A more vexing problem is that, because democracy depends on the secret ballot and aggregated decisions, any voter can behave with a very skewed sense of responsibility.  One can vote against government benefits while remaining assured that you will continue to receive government benefits.  So it is that Red States that vote against “big government” receive more government money than they spend in taxes.   Obviously, if the state’s net take was dependent on the political philosophy it endorsed, voters might think twice about their decisions; but, of course, they don’t have to.   Likewise, if those elderly voting against the public option had to give up their public health care, they might think differently, but that’s not an option.  This disconnect between political rhetoric and government policy has become second nature to all of us.  We accept that politicians can rail against the government while securing government contracts and services for the home district, and that you don’t have to be held personally responsible for your vote.

In other areas of life this would be seen as rank hypocrisy.  Imagine saying that everyone in the family has to eat vegetarian, except me; or that everyone in the congregation ought to pledge, except me; or that everyone in the office has to observe the dress code, except me.  Whereas in private life we take it for granted that pronouncements and actions should be consistent, democracy seems to make hypocrisy a virtue.  What is not readily acknowledged is that this hypocrisy is characteristic not merely of politicians, but of the voters as well.

Paradoxes exist for a reason, and this one probably leads to good outcomes as well.  What is needed, at least in the hear term, is more attentiveness and more imagination.  Look again at the photograph above.  One can see democratic deliberation, and also the frailty and mortality that is the core of our human condition.  One can see, in other words, not only a civic habit but also the fundamental purpose of government.

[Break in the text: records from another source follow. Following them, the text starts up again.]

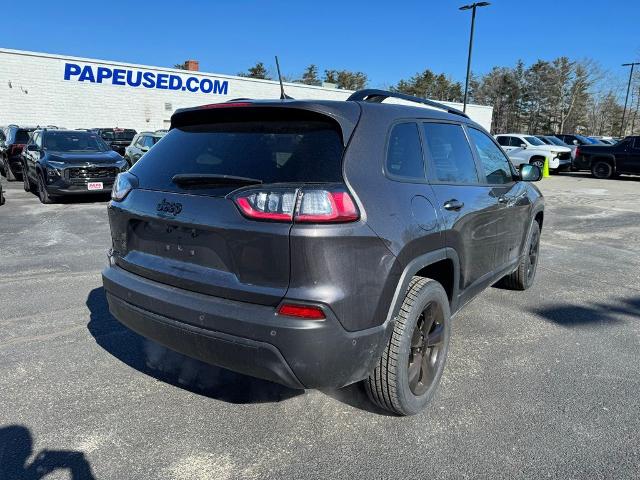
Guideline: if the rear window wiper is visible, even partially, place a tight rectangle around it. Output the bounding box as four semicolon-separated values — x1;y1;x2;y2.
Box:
171;174;263;187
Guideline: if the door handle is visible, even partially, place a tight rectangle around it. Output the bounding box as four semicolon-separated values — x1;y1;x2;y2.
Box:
443;199;464;211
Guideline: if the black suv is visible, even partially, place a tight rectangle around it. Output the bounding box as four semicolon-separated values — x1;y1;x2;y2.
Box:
0;125;36;181
102;90;544;415
573;136;640;178
22;129;129;203
92;128;137;155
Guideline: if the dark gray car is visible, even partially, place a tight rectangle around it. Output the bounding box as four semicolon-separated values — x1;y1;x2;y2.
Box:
102;90;544;415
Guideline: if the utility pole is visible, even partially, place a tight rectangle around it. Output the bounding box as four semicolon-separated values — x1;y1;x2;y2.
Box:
459;2;490;113
620;62;640;136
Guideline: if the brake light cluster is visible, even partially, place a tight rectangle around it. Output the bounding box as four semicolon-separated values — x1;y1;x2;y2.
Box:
233;188;359;224
9;144;24;156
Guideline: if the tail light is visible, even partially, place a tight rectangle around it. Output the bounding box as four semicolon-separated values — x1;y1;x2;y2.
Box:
233;187;359;224
9;144;24;156
574;146;580;158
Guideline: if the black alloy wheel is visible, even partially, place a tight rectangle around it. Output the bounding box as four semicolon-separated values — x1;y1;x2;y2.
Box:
408;301;446;396
37;173;53;204
591;160;613;179
526;223;540;283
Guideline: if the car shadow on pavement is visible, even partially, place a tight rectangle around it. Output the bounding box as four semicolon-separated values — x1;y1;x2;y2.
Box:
530;296;640;327
0;425;95;480
85;287;303;404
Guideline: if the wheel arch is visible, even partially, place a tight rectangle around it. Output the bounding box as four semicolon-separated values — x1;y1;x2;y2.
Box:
591;155;616;166
529;155;547;163
385;248;461;325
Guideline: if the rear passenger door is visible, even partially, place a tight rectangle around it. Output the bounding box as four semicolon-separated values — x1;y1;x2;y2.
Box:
422;121;502;298
466;127;529;270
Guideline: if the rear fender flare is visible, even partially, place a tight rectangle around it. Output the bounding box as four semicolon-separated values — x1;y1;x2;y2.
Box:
384;248;461;326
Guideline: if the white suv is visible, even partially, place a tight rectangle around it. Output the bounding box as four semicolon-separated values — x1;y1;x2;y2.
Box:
495;133;572;171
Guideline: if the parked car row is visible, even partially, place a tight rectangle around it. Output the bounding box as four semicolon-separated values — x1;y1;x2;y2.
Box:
494;132;640;179
495;133;572;172
0;125;166;203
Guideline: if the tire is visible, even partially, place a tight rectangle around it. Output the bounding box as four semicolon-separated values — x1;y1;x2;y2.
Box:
530;158;545;170
37;173;54;204
23;165;32;192
499;220;540;290
591;160;614;179
4;157;17;182
365;277;451;416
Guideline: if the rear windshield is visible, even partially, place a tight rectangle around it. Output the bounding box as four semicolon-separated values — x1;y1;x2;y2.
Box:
100;130;136;141
44;131;110;153
15;130;32;143
131;120;344;193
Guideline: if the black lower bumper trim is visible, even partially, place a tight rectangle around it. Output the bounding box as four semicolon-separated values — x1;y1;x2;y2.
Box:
106;292;305;389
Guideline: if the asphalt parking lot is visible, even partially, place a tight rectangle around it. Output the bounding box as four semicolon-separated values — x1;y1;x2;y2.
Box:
1;173;639;479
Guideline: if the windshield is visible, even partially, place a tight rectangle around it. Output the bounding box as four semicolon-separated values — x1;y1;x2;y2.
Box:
44;131;110;153
132;120;344;195
546;136;568;146
537;136;552;145
524;136;545;146
575;135;594;143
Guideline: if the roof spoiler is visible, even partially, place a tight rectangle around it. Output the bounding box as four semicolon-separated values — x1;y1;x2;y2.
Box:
347;89;469;119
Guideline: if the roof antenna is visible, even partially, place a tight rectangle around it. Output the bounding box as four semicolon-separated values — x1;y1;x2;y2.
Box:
275;56;293;100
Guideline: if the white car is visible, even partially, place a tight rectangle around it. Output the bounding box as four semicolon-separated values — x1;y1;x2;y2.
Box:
495;133;572;171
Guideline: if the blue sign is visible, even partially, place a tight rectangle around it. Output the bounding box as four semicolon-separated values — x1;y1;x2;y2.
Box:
63;62;228;95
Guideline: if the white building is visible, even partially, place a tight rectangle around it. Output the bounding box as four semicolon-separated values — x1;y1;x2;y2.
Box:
0;48;493;132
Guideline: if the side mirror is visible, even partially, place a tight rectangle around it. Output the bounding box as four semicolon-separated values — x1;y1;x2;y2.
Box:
520;164;542;182
27;144;39;151
520;143;527;149
572;140;579;145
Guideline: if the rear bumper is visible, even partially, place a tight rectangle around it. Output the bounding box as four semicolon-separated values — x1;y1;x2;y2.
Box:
102;264;391;389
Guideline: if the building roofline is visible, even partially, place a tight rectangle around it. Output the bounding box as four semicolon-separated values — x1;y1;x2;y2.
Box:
0;47;492;110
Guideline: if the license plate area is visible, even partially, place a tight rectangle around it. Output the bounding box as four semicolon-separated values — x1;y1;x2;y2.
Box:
88;182;103;190
128;220;228;271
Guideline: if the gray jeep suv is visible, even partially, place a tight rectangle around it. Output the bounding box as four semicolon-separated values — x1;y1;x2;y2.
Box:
102;90;544;415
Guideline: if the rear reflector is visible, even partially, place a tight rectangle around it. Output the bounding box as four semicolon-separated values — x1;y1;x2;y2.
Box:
277;304;326;320
233;187;359;224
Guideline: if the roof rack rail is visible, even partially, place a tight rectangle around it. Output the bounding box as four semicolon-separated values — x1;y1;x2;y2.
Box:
347;89;469;119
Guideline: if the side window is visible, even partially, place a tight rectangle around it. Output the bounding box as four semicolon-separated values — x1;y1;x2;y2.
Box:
34;133;42;148
422;123;479;184
468;128;514;185
0;129;5;142
510;136;524;147
496;136;509;146
143;136;155;148
385;122;425;181
632;137;640;150
134;136;144;147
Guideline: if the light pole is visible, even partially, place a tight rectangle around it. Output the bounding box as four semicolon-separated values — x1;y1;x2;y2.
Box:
460;2;490;113
620;62;640;136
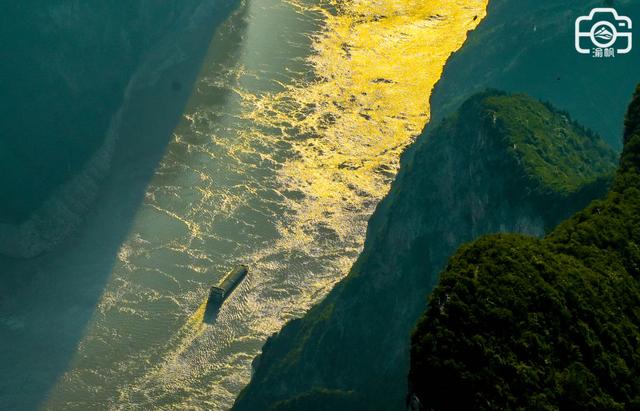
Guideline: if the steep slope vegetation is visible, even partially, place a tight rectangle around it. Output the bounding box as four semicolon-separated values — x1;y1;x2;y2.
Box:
234;1;640;407
409;86;640;410
428;0;640;150
233;92;617;410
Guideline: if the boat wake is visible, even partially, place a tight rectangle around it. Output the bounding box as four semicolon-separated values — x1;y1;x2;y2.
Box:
44;0;487;409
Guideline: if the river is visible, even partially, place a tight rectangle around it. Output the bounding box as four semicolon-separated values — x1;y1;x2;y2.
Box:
0;0;486;409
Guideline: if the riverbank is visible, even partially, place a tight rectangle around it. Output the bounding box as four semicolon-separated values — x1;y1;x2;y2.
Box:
232;1;640;410
0;0;241;259
0;2;241;409
3;0;489;409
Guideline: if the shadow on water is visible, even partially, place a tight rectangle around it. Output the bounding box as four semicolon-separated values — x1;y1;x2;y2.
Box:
204;304;221;325
0;4;248;410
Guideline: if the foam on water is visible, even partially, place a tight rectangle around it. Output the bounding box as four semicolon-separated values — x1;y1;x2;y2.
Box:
44;0;487;409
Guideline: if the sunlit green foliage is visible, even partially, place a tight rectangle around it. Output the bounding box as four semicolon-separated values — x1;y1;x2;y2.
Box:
481;92;617;195
410;86;640;410
234;90;618;411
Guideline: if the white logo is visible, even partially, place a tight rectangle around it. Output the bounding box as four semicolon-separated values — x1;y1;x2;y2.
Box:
575;8;633;58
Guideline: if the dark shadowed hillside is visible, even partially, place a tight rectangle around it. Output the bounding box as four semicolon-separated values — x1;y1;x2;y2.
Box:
0;0;239;258
234;1;640;408
429;0;640;150
233;91;617;410
410;85;640;411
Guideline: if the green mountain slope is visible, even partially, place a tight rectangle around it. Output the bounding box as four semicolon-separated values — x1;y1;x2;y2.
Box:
233;91;617;411
428;0;640;150
409;86;640;410
234;0;640;406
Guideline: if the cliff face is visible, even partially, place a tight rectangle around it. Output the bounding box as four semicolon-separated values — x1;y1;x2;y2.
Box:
234;2;640;409
233;92;617;411
0;0;239;258
428;0;640;150
409;86;640;410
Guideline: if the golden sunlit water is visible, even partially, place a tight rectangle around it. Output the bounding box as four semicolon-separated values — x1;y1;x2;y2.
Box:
45;0;487;409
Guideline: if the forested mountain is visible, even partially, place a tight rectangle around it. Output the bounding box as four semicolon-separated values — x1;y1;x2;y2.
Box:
234;91;618;410
410;85;640;410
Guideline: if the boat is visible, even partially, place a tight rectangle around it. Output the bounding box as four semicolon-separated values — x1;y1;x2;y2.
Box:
204;265;248;322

Note also how each of the individuals is in a defensive posture.  They are protective of themselves, and understandably so.  And keep in mind that none of the press reports defines the elderly in terms of experience or wisdom, but only in terms of the demographic power at the polls.  Given the lack of respect typical of a traditional society, they know that they have to mobilize according to shared interests.

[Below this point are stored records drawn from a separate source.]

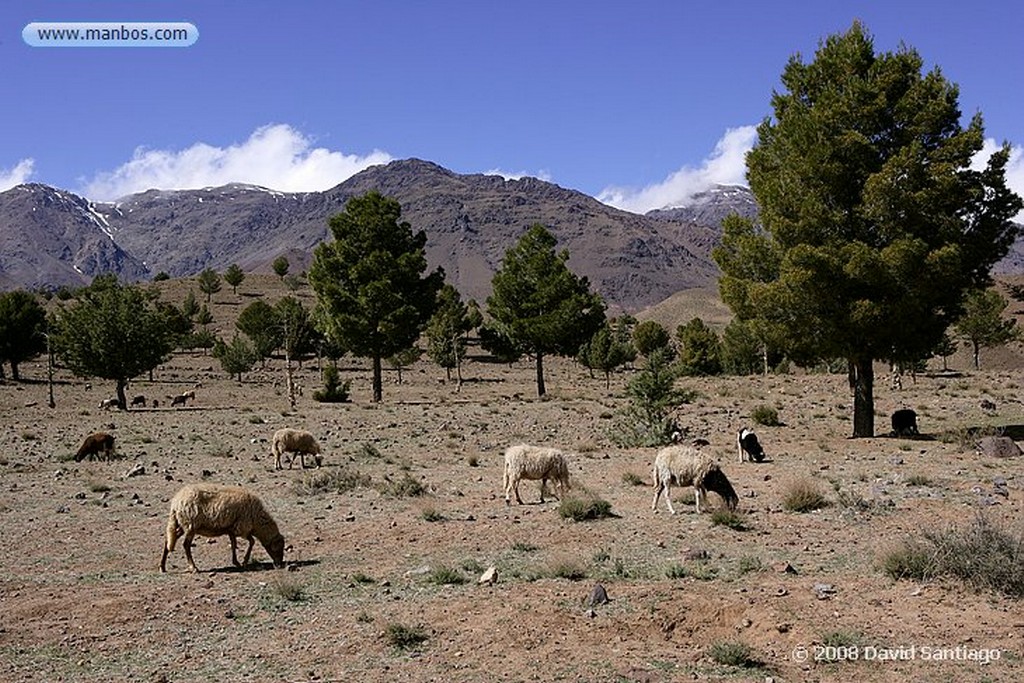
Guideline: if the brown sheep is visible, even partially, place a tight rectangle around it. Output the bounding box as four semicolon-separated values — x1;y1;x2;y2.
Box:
75;432;115;462
160;483;285;573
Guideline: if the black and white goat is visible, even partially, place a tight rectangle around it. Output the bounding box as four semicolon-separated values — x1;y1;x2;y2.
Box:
737;427;766;463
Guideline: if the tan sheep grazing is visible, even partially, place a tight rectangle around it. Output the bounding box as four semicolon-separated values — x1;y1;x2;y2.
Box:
160;483;285;573
272;428;322;470
503;444;571;505
75;432;115;462
651;445;738;514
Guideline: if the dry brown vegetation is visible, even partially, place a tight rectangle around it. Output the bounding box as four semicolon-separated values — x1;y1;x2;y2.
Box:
3;274;1024;682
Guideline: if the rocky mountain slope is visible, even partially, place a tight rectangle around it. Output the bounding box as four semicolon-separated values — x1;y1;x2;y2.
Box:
2;159;1021;310
0;160;732;311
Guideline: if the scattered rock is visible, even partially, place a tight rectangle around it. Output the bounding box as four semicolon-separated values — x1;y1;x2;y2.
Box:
478;566;498;586
976;436;1021;459
812;583;837;600
683;548;709;561
587;583;609;606
773;562;797;574
123;463;145;478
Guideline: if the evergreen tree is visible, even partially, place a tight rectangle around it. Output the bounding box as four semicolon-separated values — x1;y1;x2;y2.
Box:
236;300;282;366
213;334;258;382
632;320;671;358
579;322;635;389
486;224;606;396
675;318;722;376
309;191;443;402
0;290;47;381
426;284;477;385
196;268;222;303
955;289;1018;370
52;278;175;408
223;264;245;294
713;23;1022;436
272;256;290;280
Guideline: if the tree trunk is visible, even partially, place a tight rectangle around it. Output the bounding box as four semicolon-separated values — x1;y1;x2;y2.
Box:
10;361;20;381
372;354;383;402
973;341;981;370
115;379;128;411
535;352;546;397
851;356;874;437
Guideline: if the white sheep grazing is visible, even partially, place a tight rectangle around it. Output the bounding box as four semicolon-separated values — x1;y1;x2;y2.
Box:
98;397;121;410
160;483;285;573
651;445;738;514
503;444;571;506
272;428;322;470
170;389;195;407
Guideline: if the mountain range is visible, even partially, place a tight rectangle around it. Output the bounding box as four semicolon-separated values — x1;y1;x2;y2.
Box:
0;158;1020;312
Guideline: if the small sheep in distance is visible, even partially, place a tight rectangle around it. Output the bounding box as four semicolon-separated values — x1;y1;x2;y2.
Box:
503;444;571;505
652;444;738;514
160;483;285;573
170;389;196;407
130;395;147;408
272;428;322;470
98;397;121;410
75;432;115;462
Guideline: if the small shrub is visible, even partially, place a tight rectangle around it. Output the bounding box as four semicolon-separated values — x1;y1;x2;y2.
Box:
549;561;587;581
751;405;780;427
351;572;376;585
512;541;538;553
708;641;758;667
467;455;479;467
356;611;374;623
665;563;688;579
710;509;749;531
385;623;428;651
821;629;863;648
357;443;384;461
558;493;613;522
21;431;38;441
421;507;446;522
621;471;646;486
906;474;932;487
379;472;426;498
270;576;306;602
782;478;829;513
427;566;466;585
293;467;370;495
460;558;484;574
89;482;112;494
737;555;763;575
247;415;265;424
313;365;350;403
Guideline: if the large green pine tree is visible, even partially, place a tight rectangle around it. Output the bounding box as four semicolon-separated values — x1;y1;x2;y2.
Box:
714;23;1022;437
52;277;175;408
309;191;443;402
486;224;606;396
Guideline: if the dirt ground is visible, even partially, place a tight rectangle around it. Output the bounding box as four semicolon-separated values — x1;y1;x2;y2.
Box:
2;331;1023;682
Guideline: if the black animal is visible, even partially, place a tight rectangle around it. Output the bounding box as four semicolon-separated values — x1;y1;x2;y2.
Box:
891;409;919;437
737;427;766;462
130;395;147;408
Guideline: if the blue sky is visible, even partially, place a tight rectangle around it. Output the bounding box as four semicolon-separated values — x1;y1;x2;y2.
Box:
4;1;1022;214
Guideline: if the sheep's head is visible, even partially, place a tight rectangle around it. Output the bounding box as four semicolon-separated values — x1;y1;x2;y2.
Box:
705;467;739;511
265;534;286;568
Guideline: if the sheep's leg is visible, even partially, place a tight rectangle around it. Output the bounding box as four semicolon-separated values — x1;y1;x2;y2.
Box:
651;474;662;512
503;468;512;506
539;477;547;504
182;532;199;573
160;522;180;572
694;487;705;514
664;481;676;515
229;534;242;567
514;479;524;505
242;536;255;566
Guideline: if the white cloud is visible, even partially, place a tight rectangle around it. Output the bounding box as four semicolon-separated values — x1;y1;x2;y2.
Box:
0;159;35;191
483;168;553;183
597;125;757;214
81;124;392;201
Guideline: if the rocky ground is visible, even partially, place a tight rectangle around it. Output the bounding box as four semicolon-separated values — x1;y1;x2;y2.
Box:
1;331;1023;682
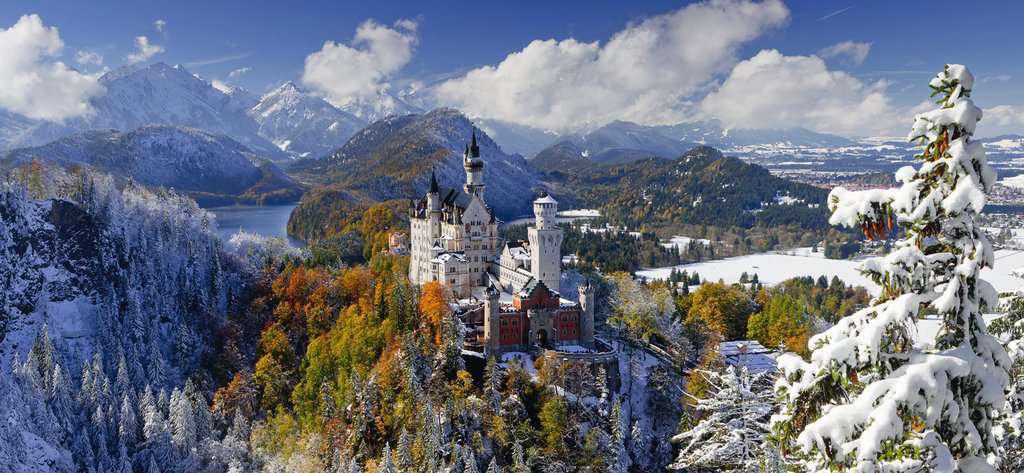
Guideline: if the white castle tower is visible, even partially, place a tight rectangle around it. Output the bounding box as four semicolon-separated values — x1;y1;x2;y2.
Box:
463;130;484;197
528;192;562;292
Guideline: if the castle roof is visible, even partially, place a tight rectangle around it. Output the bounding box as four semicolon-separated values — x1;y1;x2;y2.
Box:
520;278;556;298
534;192;557;205
503;241;531;261
429;169;439;193
432;252;468;264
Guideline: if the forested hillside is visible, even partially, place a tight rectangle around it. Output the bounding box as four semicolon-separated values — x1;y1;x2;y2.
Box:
286;109;540;243
0;166;258;471
2;126;303;206
551;146;829;231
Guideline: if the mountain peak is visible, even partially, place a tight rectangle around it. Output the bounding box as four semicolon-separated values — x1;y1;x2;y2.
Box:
273;81;304;95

What they, and we, must understand is that self interest can only be fully realized by taking care of others.  From that perspective, the problem is not that the elderly are in the picture, but that they are solely among themselves.  The better understanding will come not by carefully addressing their problems, but by putting those problems in a wider context, one that is at least wide enough to make the high costs of hypocrisy apparent to all.

Photograph by Alex Wong/Getty Images.


The Elderly Voter: More Health Insurance Than Sense?


1 Response

  1. They don’t want the government involved in Medicare! It already is, isn’t?

    It is interesting to think that this block, who utilizes Medicare, doesn’t want health care reform. I wonder if its because they want other younger groups to go through the same process as they have.